Gallbladder polyps are growths that project from the inner lining of the gallbladder wall. They are an increasingly common finding because high-resolution abdominal ultrasound now detects polyps that would have been invisible 20 years ago. The vast majority — over 95% — are completely benign and need nothing more than periodic monitoring. A small minority are early cancers or precancerous lesions, and surgery in this group can be life-saving. Sorting one from the other is one of the most useful things a General Surgeon does. As a female specialist laparoscopic surgeon at Medcare Hospital Al Safa, Dr. Vanesha Varik regularly reviews patients sent in with “a polyp on ultrasound” who are anxious about cancer. This guide explains what gallbladder polyps are, what the international surveillance and surgery guidelines say, and how the decision to operate or observe is made.
What is a gallbladder polyp?
A polyp is any growth that projects from the inner lining (mucosa) of an organ. Gallbladder polyps look like small, fixed bumps on ultrasound — unlike gallstones, which move when you change position.
Most are picked up incidentally during an abdominal ultrasound done for unrelated reasons (back pain, fatty liver screening, abdominal discomfort).
Types of gallbladder polyp
1. Cholesterol polyps (~ 60%) — small clusters of cholesterol-laden cells. Always benign, no cancer risk. 2. Inflammatory polyps (~ 10%) — chronic inflammation.
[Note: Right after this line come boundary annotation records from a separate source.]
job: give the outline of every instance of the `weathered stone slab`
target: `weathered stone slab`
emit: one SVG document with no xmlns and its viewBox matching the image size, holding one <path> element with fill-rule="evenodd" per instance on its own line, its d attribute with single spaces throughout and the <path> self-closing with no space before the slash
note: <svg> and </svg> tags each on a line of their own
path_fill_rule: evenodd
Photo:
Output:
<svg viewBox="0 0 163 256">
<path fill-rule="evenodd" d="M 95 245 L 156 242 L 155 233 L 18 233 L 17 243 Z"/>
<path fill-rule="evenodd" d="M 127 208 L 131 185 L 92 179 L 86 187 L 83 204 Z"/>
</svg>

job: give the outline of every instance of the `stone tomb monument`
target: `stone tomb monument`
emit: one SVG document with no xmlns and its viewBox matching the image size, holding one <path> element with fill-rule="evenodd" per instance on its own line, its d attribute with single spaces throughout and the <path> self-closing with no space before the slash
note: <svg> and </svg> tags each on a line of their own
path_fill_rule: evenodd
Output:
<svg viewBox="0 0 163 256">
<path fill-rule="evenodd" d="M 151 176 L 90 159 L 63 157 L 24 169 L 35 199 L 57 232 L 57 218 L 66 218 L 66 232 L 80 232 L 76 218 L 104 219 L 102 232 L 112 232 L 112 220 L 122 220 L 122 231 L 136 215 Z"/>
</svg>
Always benign. 3. Adenomyomatosis (~ 25%) — thickening of the gallbladder wall, usually benign. 4. Adenomas (~ 4%) — true neoplastic polyps; small risk of progressing to cancer. 5. Adenocarcinoma (~ 1%) — cancer of the gallbladder.
The challenge is that ultrasound cannot reliably tell these apart — the decision is based on size, shape, growth, and risk factors.
What raises the cancer risk
- •Size ≥ 10 mm
- •Single, sessile (broad-based) polyp on ultrasound
- •Age over 50
- •Coexisting gallstones
- •Indian or Asian ethnicity
- •Primary sclerosing cholangitis
- •Rapid growth on follow-up scans
International guidelines (ESGAR/ESGE 2022)
Surgery is recommended (laparoscopic cholecystectomy) for:
- •Polyp ≥ 10 mm
- •Polyp 6–9 mm with any risk factor
- •Polyp causing symptoms
- •Rapid growth (≥ 2 mm in 6 months)
- •Suspicious imaging features
Surveillance ultrasound is recommended for:
- •Polyp < 6 mm: ultrasound at 1, 3 and 5 years; stop if stable.
- •Polyp 6–9 mm without risk factors: ultrasound at 6 months, then yearly for 5 years.
No surveillance needed for: cholesterol polyp pattern (multiple, < 5 mm, classic ‘starry sky' appearance).
What surgery involves
Treatment is the same as for gallstones — laparoscopic cholecystectomy:
- •4 small incisions, 30–60 minute operation
- •Day-care discharge in most elective cases
- •1–2 week recovery
- •Removed gallbladder is sent for full histopathology to confirm the polyp type
What if cancer is found unexpectedly?
In the rare case (~ 1%) where histopathology shows early cancer:
- •T1a (mucosa only) — laparoscopic cholecystectomy alone is sufficient; cure rate > 95%
- •T1b or deeper — referral for extended liver resection and lymph node clearance This is why all gallbladder specimens are routinely sent for histology, even when the indication is benign.
How we approach polyps at Medcare
1. Review the original ultrasound images carefully — repeat scan with a senior radiologist if needed. 2. Risk-stratify by size, number, shape, growth and patient factors. 3. Recommend surveillance vs surgery using ESGAR 2022 guidelines. 4. For surgery, perform standard laparoscopic cholecystectomy with full histopathology. 5. Long-term follow-up by histology result.